Converting effect size to probability of success

Question

I am trying to simulate a data set for a power analysis based on the probability of success of binomial outcomes for two groups/conditions ($A$ & $B$). I've based my predictions for the probabilities for one group ($A$) on results of a similar study. For the other group ($B$), I have a meta-analysis that gives geenral effect sizes for the two conditions. For group $A$, $M = .352$ and for group $B$, $M = .232$.

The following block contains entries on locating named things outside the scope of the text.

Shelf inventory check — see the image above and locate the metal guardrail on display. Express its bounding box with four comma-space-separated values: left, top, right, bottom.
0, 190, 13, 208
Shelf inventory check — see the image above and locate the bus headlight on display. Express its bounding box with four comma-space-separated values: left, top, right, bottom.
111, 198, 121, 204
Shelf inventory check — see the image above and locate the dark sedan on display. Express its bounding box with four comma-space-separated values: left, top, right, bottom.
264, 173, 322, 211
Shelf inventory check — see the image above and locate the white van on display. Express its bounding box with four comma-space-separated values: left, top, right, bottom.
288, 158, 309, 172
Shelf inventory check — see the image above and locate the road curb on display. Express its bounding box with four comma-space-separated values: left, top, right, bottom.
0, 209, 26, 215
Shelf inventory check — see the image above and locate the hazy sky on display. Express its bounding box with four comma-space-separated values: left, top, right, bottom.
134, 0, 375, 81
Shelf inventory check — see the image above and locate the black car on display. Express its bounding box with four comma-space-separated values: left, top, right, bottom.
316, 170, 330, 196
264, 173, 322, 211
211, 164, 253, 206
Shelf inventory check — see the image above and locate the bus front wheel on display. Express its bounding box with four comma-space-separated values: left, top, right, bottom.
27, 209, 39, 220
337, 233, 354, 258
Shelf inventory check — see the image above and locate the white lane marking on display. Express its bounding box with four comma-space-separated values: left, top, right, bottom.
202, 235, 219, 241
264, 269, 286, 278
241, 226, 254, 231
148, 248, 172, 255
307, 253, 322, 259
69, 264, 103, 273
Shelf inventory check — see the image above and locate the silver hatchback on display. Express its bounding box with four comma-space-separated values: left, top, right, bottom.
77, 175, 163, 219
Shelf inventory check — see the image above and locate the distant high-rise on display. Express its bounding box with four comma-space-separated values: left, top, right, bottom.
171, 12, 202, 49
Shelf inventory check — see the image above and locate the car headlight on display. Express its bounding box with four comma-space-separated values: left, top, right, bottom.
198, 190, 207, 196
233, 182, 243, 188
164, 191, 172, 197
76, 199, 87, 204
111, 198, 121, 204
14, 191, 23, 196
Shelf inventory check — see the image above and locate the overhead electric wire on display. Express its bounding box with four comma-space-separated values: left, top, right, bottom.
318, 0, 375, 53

Is there a way to convert the effect size to a probability of success so that I can simulate the data set for group $B$?

Answer 1

Let $p_A$ and $p_B$ be the probabilities that you are trying to derive using previous studies' results. I understand you to be saying you have a value of $p_A$ already derived but still need a derived value for $p_B$. But you do have an 'effect size' for both groups. To convert these to a derived value of $p_B$, you need to first determine what the underlying model is that the effect sizes correspond to. For example, are these effect sizes log-odds-ratios relative to some third reference category, say, C? If so, then you would take their difference, i.e. 0.232 - 0.352 = -0.12, to determine the the log-odds-ratio for group B relative to A. Then, using this and the probability for group A that you've already derived, your derived value of $p_B$ would solve the following equation

$$\mathrm{logit}(p_B) = \mathrm{logit}(p_A) -0.12$$

where $\mathrm{logit}(x) = \log(x/(1-x))$. If $p_A=0.30$, for example, then then means that $p_B = 0.275$ (and, as aside, in this case you would have no hope of properly powering this study)

In summary, you need to figure out what the underlying model is corresponding to your effect sizes.